Thursday, June 15, 2017

Believe in Yourself Project

A new charity called the “Believe in Yourself Project” (www.believeinyourself.org) is helping to replace the poor body image that afflicts many girls and women. This image is heightened by what the traditional fashion industry deems as beautiful: Women are expected to appear a certain way and live up to a manufactured and unrealistic notion of what beauty is. At the same time, strained finances can prevent many girls from keeping up with what’s trending or cool, making them feel isolated among their friends for not being able to afford clothing that is deemed as "in" socially.

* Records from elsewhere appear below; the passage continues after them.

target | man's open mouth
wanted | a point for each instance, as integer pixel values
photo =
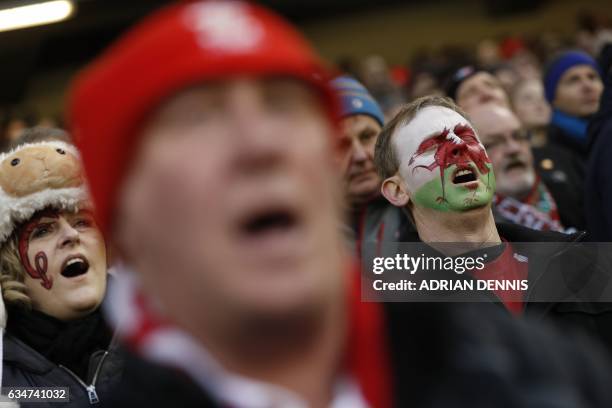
(464, 175)
(517, 164)
(272, 220)
(73, 266)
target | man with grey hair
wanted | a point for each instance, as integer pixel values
(542, 199)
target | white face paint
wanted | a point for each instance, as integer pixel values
(428, 122)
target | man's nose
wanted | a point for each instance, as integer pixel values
(358, 152)
(458, 149)
(68, 234)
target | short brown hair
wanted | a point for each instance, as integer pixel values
(385, 157)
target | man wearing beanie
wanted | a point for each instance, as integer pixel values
(598, 186)
(209, 137)
(573, 86)
(371, 217)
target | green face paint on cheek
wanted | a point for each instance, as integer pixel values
(455, 197)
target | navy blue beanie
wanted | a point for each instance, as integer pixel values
(355, 99)
(557, 67)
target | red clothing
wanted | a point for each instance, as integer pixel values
(508, 266)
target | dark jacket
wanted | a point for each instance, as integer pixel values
(598, 199)
(558, 138)
(560, 172)
(567, 279)
(25, 367)
(441, 356)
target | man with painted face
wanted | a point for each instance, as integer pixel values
(433, 163)
(542, 199)
(54, 276)
(218, 179)
(371, 217)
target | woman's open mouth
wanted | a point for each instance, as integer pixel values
(75, 265)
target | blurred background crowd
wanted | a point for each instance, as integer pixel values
(399, 50)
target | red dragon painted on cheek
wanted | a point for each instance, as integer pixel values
(39, 271)
(460, 149)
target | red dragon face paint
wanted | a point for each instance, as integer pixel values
(441, 139)
(39, 269)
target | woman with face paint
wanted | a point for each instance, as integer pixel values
(53, 274)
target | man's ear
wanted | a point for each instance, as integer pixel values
(393, 190)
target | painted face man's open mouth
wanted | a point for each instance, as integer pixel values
(514, 165)
(463, 175)
(75, 265)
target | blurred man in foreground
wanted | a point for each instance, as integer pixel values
(217, 178)
(544, 199)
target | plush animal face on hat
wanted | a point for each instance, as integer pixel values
(36, 176)
(39, 167)
(46, 213)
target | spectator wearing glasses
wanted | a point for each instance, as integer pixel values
(538, 194)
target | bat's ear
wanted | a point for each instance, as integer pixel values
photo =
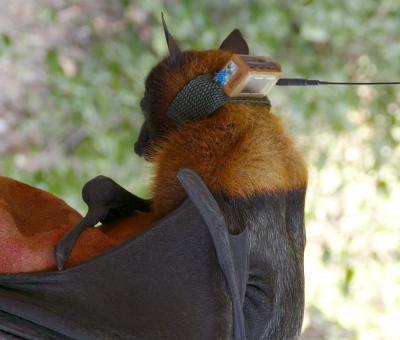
(174, 50)
(235, 43)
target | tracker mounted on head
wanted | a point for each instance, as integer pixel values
(180, 88)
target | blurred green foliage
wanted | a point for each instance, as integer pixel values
(87, 119)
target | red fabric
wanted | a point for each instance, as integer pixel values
(32, 222)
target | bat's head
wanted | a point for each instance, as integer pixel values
(169, 77)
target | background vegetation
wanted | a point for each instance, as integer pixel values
(71, 76)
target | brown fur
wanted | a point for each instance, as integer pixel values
(242, 150)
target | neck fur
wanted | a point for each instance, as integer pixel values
(242, 150)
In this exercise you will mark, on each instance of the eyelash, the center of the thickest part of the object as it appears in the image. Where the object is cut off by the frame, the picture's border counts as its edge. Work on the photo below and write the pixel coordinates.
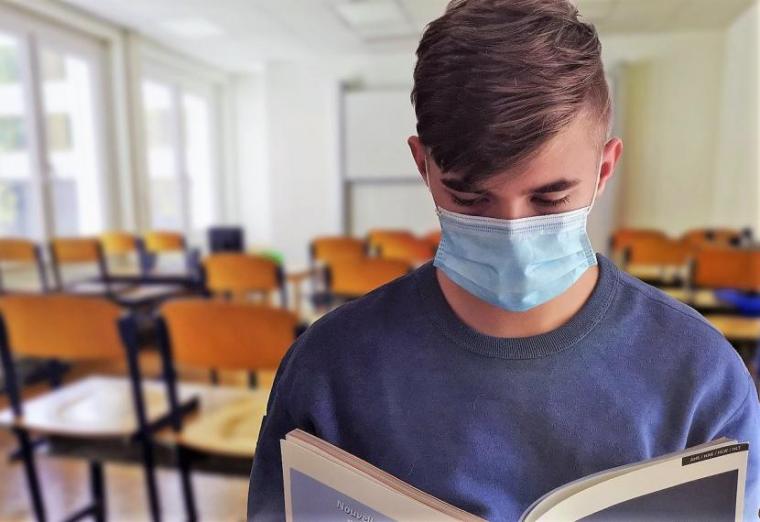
(466, 202)
(552, 203)
(540, 201)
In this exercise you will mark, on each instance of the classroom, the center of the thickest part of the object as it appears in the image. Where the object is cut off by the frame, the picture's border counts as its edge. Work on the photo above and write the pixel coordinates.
(225, 225)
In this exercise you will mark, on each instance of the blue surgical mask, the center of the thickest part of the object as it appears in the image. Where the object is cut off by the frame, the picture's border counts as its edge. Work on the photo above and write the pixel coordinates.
(515, 264)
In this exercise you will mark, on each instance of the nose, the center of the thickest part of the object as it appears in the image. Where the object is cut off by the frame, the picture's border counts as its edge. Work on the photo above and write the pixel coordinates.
(513, 209)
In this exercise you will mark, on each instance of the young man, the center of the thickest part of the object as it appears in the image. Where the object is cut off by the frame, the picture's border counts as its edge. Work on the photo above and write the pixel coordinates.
(518, 361)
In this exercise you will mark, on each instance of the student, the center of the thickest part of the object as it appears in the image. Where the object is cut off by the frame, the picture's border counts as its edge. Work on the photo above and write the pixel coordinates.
(519, 360)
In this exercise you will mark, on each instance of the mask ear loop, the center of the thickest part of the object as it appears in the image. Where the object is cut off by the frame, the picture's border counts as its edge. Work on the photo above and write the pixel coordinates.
(427, 173)
(596, 186)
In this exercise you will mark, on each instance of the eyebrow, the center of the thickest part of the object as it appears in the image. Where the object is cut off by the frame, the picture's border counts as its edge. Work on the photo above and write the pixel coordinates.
(556, 186)
(460, 185)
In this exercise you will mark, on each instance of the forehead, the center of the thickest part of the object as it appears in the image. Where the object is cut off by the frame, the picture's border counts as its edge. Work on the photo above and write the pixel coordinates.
(571, 154)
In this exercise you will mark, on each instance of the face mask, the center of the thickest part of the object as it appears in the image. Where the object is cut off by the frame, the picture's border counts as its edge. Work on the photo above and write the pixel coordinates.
(515, 264)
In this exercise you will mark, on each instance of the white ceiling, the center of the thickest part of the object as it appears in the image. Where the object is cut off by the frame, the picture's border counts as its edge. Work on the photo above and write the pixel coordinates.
(238, 35)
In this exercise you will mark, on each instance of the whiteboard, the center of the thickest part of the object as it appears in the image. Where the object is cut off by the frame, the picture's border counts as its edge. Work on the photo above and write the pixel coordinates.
(377, 124)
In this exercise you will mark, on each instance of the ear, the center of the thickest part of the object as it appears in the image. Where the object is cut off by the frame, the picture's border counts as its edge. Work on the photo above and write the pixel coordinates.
(613, 150)
(419, 153)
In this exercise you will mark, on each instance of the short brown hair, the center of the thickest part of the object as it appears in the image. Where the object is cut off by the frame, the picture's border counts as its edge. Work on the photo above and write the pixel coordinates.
(497, 79)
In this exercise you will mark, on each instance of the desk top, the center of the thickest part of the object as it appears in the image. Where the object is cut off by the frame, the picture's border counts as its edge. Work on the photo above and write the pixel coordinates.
(227, 421)
(737, 328)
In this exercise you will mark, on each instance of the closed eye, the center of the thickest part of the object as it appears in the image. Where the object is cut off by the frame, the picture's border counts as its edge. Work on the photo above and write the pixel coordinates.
(466, 202)
(546, 202)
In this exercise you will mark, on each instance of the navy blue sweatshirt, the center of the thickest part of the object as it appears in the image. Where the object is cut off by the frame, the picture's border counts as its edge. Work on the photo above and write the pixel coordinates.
(491, 424)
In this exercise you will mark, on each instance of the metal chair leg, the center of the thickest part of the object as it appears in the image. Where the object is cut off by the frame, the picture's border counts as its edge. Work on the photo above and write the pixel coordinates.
(97, 488)
(27, 454)
(187, 486)
(149, 467)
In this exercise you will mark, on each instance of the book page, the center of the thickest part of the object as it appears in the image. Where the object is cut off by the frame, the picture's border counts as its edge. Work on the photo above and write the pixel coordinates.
(344, 491)
(704, 485)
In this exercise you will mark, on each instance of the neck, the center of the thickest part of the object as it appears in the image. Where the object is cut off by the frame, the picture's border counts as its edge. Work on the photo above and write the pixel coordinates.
(487, 319)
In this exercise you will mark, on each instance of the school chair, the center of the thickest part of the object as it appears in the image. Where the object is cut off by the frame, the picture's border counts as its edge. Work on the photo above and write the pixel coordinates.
(78, 253)
(727, 268)
(348, 280)
(330, 249)
(22, 253)
(240, 276)
(118, 247)
(378, 238)
(656, 260)
(708, 237)
(72, 328)
(221, 335)
(163, 243)
(325, 250)
(404, 248)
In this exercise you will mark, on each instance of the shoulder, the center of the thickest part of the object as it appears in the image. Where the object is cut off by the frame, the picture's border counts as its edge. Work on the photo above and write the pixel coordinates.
(675, 339)
(359, 326)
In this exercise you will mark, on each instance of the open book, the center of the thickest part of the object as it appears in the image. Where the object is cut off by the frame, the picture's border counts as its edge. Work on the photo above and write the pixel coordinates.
(324, 483)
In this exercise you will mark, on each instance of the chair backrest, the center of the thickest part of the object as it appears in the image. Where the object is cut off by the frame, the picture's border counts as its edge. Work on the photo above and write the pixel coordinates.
(725, 267)
(338, 248)
(23, 252)
(119, 243)
(18, 251)
(659, 252)
(76, 250)
(378, 238)
(623, 238)
(242, 273)
(409, 249)
(62, 326)
(162, 241)
(356, 278)
(225, 335)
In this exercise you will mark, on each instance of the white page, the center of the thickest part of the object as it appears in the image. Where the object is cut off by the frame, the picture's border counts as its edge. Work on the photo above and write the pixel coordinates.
(646, 480)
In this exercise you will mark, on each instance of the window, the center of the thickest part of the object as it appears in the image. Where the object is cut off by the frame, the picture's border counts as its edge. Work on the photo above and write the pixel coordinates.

In an attempt to promote a positive body image, founder of online fashion site http://www.ustrendy.com has created the " Believe in Yourself Project (www.BelieveinYourself.org)

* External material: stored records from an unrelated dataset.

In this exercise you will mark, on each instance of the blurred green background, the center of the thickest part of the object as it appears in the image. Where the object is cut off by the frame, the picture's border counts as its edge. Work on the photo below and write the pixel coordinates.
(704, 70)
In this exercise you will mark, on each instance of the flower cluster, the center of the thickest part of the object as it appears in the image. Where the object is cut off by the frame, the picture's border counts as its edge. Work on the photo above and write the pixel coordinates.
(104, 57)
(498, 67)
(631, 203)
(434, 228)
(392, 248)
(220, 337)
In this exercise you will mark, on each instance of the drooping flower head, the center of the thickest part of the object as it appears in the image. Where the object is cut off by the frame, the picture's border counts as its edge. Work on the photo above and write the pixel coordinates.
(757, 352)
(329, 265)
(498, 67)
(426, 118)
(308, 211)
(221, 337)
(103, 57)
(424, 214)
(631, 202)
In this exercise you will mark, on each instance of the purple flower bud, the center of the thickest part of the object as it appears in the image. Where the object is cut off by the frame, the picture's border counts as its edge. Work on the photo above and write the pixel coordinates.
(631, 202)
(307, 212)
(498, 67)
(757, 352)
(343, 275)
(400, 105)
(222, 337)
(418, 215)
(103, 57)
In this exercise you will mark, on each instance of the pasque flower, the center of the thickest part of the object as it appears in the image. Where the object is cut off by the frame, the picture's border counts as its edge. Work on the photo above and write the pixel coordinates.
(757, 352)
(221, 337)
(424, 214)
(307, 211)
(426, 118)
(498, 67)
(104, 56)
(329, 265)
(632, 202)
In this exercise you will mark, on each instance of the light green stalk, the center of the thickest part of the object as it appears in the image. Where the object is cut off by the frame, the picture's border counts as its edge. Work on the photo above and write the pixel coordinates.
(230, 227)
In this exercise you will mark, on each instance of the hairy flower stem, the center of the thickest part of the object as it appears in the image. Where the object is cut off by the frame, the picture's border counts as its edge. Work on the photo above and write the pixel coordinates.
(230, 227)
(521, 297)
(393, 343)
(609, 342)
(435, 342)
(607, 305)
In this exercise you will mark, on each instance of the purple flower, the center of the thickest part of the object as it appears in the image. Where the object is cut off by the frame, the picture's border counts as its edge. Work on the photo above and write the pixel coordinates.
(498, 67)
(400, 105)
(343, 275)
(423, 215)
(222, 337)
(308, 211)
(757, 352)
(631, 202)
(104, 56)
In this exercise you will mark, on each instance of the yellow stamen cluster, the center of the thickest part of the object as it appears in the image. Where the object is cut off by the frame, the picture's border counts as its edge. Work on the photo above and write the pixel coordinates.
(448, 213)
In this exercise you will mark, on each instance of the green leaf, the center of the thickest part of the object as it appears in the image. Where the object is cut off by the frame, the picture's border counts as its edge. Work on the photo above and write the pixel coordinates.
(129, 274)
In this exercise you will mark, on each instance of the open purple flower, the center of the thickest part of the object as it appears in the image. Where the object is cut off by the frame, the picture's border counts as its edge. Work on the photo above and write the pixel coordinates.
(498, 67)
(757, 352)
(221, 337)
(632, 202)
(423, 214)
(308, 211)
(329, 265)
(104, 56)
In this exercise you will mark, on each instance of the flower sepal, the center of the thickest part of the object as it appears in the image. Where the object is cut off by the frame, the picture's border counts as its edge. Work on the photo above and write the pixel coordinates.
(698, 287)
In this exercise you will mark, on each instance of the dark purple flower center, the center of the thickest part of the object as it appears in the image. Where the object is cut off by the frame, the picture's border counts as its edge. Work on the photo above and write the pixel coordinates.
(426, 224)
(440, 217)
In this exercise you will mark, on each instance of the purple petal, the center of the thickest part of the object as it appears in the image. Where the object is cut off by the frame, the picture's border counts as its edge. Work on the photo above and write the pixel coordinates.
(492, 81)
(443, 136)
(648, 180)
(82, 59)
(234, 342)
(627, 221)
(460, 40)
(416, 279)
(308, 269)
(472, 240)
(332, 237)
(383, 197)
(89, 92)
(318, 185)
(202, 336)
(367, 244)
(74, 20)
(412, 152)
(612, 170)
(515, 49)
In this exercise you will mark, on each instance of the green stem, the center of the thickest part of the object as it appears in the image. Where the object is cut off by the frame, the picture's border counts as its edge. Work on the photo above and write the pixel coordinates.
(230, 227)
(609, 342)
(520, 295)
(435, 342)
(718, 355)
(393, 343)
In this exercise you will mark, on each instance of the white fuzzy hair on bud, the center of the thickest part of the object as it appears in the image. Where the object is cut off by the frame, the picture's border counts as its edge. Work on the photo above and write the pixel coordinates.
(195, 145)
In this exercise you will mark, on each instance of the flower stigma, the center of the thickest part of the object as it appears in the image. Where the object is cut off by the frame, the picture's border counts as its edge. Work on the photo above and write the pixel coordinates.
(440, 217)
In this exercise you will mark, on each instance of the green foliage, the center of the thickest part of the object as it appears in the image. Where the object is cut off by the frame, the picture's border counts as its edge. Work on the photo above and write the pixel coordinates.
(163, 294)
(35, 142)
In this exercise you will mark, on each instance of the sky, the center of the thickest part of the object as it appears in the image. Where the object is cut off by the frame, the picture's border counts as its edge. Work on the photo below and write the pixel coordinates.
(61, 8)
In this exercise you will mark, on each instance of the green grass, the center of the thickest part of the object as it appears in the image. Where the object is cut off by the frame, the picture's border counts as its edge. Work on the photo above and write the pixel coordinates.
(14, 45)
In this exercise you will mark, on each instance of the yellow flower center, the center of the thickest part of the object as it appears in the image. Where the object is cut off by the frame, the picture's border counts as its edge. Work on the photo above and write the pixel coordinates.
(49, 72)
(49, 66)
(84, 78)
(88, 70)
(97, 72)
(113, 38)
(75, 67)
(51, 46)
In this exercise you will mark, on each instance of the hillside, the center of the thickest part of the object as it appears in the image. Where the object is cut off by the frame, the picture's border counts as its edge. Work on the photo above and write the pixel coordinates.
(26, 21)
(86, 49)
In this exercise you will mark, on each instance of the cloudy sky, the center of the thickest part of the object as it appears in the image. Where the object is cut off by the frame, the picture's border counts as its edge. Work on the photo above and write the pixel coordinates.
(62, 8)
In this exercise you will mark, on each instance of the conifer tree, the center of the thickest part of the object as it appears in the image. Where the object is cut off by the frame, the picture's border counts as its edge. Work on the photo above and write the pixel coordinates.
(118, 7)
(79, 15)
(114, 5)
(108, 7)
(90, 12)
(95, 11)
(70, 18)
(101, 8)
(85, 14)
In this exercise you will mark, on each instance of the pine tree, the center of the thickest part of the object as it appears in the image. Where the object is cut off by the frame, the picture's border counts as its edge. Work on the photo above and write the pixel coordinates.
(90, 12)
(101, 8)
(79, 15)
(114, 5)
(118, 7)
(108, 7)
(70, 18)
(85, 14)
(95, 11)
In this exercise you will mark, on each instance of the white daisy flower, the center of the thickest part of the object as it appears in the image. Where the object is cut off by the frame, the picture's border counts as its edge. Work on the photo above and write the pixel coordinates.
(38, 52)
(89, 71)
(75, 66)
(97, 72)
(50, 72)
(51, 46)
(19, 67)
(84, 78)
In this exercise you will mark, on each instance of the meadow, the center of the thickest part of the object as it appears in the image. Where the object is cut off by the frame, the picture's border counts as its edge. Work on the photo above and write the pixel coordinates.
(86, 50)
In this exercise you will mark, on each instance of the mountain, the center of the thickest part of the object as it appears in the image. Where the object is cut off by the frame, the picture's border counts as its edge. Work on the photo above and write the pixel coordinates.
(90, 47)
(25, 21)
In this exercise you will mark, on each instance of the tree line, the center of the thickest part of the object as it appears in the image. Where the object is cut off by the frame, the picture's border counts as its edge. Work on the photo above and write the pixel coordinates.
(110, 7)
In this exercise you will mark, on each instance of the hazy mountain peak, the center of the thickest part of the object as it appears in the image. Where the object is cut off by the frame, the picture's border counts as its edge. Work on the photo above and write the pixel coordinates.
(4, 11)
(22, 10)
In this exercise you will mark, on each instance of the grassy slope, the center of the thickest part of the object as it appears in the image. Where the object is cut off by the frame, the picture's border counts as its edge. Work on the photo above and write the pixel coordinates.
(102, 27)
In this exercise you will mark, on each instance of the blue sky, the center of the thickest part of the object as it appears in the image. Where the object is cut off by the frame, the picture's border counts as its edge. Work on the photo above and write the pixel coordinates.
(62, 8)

Over the past few years, Sisakhti has grown increasingly concerned with the cyber bullying and body shaming that he has seen online. At the same time, he realized the enormous social pressure that many young girls feel to try to be hip and socially cool by wearing clothing that is seen as stylish. Many girls are unable to afford these fashions and can often feel ashamed socially.

These observations inspired him to launch the Believe in Yourself Project, a foundation that will provide needy girls with dresses for upcoming dances and at same time promote a positive body image through speakers and mentors.





" The aim is to help women feel better about themselves and their physical attributes and to promote healthy self esteem among young girls at an early age, empowering these young women to take on active social roles within their school communities.

Over the past year, Believe in Yourself has given formal dresses to underprivileged high school girls and college students across the country, for them to wear at their school dances. Believe in Yourself reports that many of the girls in the program have had the self confidence to attend their first school dance.

The Believe in Yourself Project is part of a broader initiative and is currently in talks with various influential women who at one time or currently have struggled with body image, encouraging them to serve as speakers and mentors to the various girls within the program.
“We hope to dispel the notion that you need to be a size 0 in order to be beautiful," says UsTrendy Founder Sam Sisakhti.


Ultimately, the Believe in Yourself Project seeks to make people feel comfortable in their own skin and not let physical or financial insecurities or limitations affect their confidence.